Fazer tecnologia (seja esse “fazer”, a criação de uma tecnologia, a atualização ou modificação dela, ou até a adoção)  é uma ação social[1]. Isso porque desenvolver um artefato tecnológico é um processo que se norteia por quem vai usar esse artefato (o usuário) e como ele deve funcionar para esse grupo de pessoas (suas funcionalidades), teoricamente melhorando sua qualidade de vida e resolvendo as “dores” desse grupo. Outro elemento que corrobora isso é o fato de que a tecnologia é feita por pessoas, técnicas ou não, auxiliadas por ferramentas também tecnológicas ou não.

Sendo feitas por e para pessoas, no contexto social, é muito evidente que, diferente de como alguns defendem, a tecnologia não é neutra e, portanto, impacta a sociedade sempre carregando vieses.
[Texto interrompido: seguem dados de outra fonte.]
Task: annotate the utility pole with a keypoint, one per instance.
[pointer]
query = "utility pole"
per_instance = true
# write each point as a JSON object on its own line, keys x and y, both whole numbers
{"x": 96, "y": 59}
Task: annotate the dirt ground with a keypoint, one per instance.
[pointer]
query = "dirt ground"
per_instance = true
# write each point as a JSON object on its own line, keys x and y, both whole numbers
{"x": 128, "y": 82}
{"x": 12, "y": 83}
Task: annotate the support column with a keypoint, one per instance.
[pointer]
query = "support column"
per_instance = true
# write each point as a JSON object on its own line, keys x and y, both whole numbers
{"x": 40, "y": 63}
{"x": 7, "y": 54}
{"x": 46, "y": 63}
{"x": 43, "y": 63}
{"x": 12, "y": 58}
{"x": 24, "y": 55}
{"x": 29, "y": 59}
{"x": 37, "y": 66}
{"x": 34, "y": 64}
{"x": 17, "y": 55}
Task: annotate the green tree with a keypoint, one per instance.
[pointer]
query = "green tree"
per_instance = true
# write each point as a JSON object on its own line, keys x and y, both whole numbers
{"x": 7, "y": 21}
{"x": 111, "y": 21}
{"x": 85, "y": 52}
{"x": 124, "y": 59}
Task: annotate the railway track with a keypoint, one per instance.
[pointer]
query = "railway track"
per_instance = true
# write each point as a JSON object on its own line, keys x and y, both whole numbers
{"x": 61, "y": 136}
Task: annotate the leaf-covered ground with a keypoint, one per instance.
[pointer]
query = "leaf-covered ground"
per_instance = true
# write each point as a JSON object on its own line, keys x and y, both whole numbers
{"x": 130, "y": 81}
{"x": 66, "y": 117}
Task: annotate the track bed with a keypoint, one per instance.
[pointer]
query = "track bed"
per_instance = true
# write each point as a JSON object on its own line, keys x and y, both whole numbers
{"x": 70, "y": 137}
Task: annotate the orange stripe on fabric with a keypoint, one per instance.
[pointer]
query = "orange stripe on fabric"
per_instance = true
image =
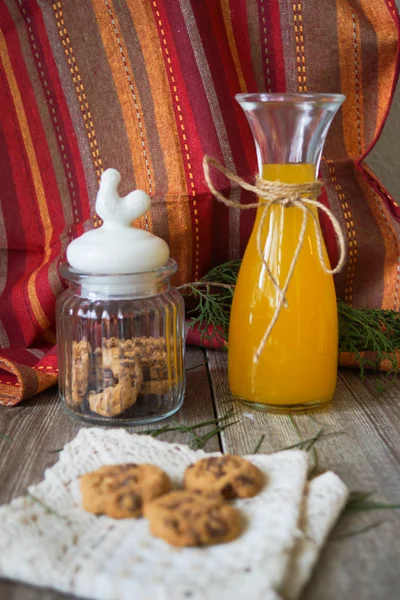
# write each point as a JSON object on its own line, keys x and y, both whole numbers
{"x": 391, "y": 268}
{"x": 351, "y": 78}
{"x": 80, "y": 91}
{"x": 128, "y": 97}
{"x": 184, "y": 141}
{"x": 386, "y": 32}
{"x": 226, "y": 13}
{"x": 40, "y": 316}
{"x": 300, "y": 50}
{"x": 351, "y": 233}
{"x": 264, "y": 33}
{"x": 177, "y": 212}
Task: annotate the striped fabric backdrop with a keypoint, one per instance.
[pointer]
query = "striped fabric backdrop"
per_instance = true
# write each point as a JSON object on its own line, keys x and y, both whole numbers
{"x": 147, "y": 87}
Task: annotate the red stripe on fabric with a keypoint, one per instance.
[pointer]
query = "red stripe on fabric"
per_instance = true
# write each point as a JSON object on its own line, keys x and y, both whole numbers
{"x": 58, "y": 109}
{"x": 20, "y": 226}
{"x": 327, "y": 230}
{"x": 167, "y": 15}
{"x": 276, "y": 60}
{"x": 240, "y": 27}
{"x": 35, "y": 240}
{"x": 15, "y": 261}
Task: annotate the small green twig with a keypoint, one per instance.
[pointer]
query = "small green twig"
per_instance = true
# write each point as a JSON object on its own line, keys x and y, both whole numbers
{"x": 357, "y": 531}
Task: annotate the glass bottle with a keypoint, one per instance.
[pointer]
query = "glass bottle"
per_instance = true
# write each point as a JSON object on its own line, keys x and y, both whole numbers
{"x": 297, "y": 369}
{"x": 120, "y": 346}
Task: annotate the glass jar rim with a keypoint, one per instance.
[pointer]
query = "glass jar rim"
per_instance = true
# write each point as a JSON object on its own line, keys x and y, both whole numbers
{"x": 292, "y": 98}
{"x": 68, "y": 272}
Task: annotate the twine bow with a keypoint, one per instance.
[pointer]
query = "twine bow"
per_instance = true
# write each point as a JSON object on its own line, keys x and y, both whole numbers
{"x": 272, "y": 193}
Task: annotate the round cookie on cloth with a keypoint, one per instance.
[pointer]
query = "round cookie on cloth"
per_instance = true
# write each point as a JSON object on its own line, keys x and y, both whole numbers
{"x": 232, "y": 476}
{"x": 190, "y": 518}
{"x": 121, "y": 491}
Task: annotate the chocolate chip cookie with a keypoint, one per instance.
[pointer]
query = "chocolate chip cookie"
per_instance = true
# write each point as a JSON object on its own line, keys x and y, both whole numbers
{"x": 118, "y": 394}
{"x": 189, "y": 518}
{"x": 121, "y": 491}
{"x": 231, "y": 476}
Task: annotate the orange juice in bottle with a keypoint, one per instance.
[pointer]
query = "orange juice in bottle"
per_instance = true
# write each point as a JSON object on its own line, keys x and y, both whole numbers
{"x": 298, "y": 366}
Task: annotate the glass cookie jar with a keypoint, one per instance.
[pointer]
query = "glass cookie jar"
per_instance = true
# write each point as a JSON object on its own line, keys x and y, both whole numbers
{"x": 120, "y": 346}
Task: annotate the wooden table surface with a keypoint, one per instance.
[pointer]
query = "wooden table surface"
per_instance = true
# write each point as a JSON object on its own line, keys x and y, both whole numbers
{"x": 365, "y": 453}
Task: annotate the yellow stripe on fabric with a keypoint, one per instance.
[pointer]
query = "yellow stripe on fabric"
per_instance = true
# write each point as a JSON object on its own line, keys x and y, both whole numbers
{"x": 178, "y": 213}
{"x": 300, "y": 46}
{"x": 387, "y": 40}
{"x": 226, "y": 13}
{"x": 40, "y": 316}
{"x": 351, "y": 78}
{"x": 128, "y": 97}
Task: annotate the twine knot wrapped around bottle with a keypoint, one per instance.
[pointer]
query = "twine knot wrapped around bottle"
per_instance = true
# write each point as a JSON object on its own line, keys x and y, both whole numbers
{"x": 272, "y": 193}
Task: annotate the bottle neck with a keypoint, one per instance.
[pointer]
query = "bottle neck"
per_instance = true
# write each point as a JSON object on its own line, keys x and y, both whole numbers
{"x": 118, "y": 288}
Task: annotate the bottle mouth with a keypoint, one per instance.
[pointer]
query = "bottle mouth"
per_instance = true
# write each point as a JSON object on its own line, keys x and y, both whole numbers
{"x": 69, "y": 273}
{"x": 294, "y": 98}
{"x": 143, "y": 284}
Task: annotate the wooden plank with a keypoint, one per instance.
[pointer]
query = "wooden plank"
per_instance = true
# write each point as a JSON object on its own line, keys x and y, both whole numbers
{"x": 39, "y": 426}
{"x": 365, "y": 454}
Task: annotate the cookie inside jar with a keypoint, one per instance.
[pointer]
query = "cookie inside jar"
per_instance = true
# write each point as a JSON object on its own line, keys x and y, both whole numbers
{"x": 111, "y": 377}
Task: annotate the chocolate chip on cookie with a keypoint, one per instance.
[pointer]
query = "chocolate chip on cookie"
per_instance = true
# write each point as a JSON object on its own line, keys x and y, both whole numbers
{"x": 121, "y": 491}
{"x": 231, "y": 476}
{"x": 190, "y": 518}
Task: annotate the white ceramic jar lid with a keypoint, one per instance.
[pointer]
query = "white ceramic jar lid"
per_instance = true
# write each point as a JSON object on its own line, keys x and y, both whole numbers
{"x": 116, "y": 247}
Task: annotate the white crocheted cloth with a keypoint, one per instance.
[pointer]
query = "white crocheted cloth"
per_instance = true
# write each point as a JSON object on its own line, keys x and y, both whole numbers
{"x": 48, "y": 540}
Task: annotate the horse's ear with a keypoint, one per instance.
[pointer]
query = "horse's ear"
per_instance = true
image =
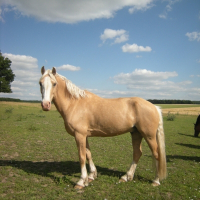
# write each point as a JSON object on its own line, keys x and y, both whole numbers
{"x": 54, "y": 71}
{"x": 42, "y": 70}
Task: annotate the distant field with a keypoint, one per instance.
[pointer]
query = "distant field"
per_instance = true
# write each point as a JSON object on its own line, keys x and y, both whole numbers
{"x": 184, "y": 109}
{"x": 39, "y": 160}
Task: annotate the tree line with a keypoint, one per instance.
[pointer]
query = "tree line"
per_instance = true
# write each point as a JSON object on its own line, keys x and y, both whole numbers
{"x": 172, "y": 101}
{"x": 154, "y": 101}
{"x": 18, "y": 100}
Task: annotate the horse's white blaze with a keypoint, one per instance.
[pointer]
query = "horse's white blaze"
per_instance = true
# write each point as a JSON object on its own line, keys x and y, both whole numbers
{"x": 46, "y": 89}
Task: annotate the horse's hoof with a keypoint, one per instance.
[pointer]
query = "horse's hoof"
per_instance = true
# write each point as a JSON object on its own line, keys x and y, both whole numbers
{"x": 121, "y": 180}
{"x": 155, "y": 184}
{"x": 90, "y": 180}
{"x": 78, "y": 187}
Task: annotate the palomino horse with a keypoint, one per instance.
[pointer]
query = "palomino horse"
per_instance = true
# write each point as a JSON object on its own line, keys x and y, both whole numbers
{"x": 197, "y": 127}
{"x": 86, "y": 115}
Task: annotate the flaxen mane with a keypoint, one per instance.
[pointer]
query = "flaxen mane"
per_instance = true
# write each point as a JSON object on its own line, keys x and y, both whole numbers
{"x": 72, "y": 89}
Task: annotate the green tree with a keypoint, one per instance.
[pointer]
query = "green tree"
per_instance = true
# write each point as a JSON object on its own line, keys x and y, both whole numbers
{"x": 6, "y": 74}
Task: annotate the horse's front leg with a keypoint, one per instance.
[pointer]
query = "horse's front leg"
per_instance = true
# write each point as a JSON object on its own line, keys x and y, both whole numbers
{"x": 93, "y": 170}
{"x": 81, "y": 144}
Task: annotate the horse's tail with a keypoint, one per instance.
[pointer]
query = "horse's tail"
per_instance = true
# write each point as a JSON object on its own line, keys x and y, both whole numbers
{"x": 160, "y": 136}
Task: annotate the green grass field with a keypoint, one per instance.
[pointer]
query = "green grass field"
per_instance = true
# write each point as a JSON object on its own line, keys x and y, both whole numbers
{"x": 39, "y": 160}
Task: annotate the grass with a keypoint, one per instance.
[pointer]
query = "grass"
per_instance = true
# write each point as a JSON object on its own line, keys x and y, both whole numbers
{"x": 163, "y": 106}
{"x": 39, "y": 160}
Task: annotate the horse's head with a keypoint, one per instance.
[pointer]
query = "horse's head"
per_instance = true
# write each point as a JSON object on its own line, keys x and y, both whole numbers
{"x": 48, "y": 86}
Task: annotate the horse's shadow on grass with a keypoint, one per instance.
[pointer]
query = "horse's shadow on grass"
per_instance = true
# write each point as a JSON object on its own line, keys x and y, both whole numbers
{"x": 189, "y": 135}
{"x": 189, "y": 145}
{"x": 70, "y": 170}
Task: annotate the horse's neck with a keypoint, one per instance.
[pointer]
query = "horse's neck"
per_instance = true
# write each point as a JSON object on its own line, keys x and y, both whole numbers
{"x": 61, "y": 98}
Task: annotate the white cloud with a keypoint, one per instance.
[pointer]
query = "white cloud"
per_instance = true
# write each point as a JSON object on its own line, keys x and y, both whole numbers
{"x": 118, "y": 35}
{"x": 193, "y": 36}
{"x": 134, "y": 48}
{"x": 70, "y": 11}
{"x": 68, "y": 67}
{"x": 147, "y": 83}
{"x": 168, "y": 8}
{"x": 143, "y": 6}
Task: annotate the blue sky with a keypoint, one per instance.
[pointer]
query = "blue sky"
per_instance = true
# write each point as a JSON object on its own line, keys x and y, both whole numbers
{"x": 113, "y": 48}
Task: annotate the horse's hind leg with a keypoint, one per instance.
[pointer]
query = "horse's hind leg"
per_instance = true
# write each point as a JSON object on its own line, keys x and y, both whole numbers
{"x": 137, "y": 152}
{"x": 155, "y": 156}
{"x": 93, "y": 170}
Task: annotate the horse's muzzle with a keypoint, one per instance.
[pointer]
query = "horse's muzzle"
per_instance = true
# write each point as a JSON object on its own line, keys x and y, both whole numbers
{"x": 46, "y": 105}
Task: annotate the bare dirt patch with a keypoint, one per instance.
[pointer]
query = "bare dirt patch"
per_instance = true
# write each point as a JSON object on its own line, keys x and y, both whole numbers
{"x": 182, "y": 111}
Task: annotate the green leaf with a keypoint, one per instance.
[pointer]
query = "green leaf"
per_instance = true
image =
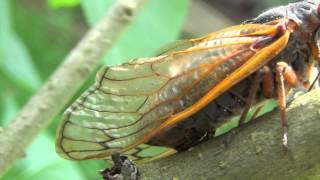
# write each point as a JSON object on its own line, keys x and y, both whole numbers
{"x": 15, "y": 59}
{"x": 63, "y": 3}
{"x": 41, "y": 162}
{"x": 95, "y": 9}
{"x": 159, "y": 23}
{"x": 9, "y": 108}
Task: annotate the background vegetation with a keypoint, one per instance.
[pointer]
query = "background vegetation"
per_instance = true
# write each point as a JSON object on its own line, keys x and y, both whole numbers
{"x": 35, "y": 36}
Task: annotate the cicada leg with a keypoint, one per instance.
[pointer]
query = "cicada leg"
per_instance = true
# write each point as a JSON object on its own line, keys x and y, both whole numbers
{"x": 284, "y": 73}
{"x": 252, "y": 95}
{"x": 122, "y": 168}
{"x": 316, "y": 55}
{"x": 265, "y": 76}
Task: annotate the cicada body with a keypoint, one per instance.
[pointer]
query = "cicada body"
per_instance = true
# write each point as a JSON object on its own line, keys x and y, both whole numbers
{"x": 153, "y": 107}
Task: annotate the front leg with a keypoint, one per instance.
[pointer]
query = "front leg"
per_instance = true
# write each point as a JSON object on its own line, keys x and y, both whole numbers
{"x": 284, "y": 73}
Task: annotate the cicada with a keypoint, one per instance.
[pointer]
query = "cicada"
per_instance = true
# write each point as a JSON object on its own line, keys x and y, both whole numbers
{"x": 153, "y": 107}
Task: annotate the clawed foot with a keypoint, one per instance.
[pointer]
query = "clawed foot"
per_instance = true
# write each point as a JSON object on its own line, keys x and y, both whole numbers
{"x": 123, "y": 169}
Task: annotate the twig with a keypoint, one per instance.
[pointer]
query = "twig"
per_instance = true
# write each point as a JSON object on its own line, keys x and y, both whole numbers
{"x": 66, "y": 80}
{"x": 255, "y": 152}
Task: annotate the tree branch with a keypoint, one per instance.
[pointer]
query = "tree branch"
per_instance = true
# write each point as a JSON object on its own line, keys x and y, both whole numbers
{"x": 255, "y": 152}
{"x": 66, "y": 80}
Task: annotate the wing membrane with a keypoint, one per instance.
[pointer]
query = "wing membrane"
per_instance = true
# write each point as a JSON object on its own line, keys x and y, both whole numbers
{"x": 130, "y": 103}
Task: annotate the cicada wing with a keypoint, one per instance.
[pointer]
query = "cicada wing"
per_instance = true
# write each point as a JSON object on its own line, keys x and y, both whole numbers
{"x": 175, "y": 46}
{"x": 132, "y": 102}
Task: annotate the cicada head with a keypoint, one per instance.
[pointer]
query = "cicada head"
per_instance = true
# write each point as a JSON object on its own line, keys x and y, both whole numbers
{"x": 305, "y": 14}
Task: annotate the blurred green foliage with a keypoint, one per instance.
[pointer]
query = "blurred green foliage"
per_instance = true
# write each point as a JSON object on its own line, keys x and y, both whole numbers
{"x": 35, "y": 37}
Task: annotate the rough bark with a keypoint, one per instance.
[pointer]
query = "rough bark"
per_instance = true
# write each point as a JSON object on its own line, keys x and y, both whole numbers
{"x": 255, "y": 151}
{"x": 66, "y": 80}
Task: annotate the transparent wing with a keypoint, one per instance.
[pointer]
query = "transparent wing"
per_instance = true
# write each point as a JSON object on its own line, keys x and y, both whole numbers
{"x": 131, "y": 101}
Tais vieses possuem uma verdadeira miríade de fontes, mas quase sempre partem dos grupos que fazem tecnologia e quando olhamos para esses grupos vemos o quão homogêneos eles ainda são: geralmente formados por homens, brancos, cis heteronormativos, sem deficiência e do norte global (especificamente quando olhamos para as maiores plataformas tecnológicas do mercado) e que, normalmente, ao longo de sua formação, negligenciam os aspectos sociais e éticos de seu trabalho, focando apenas no tecnicismo.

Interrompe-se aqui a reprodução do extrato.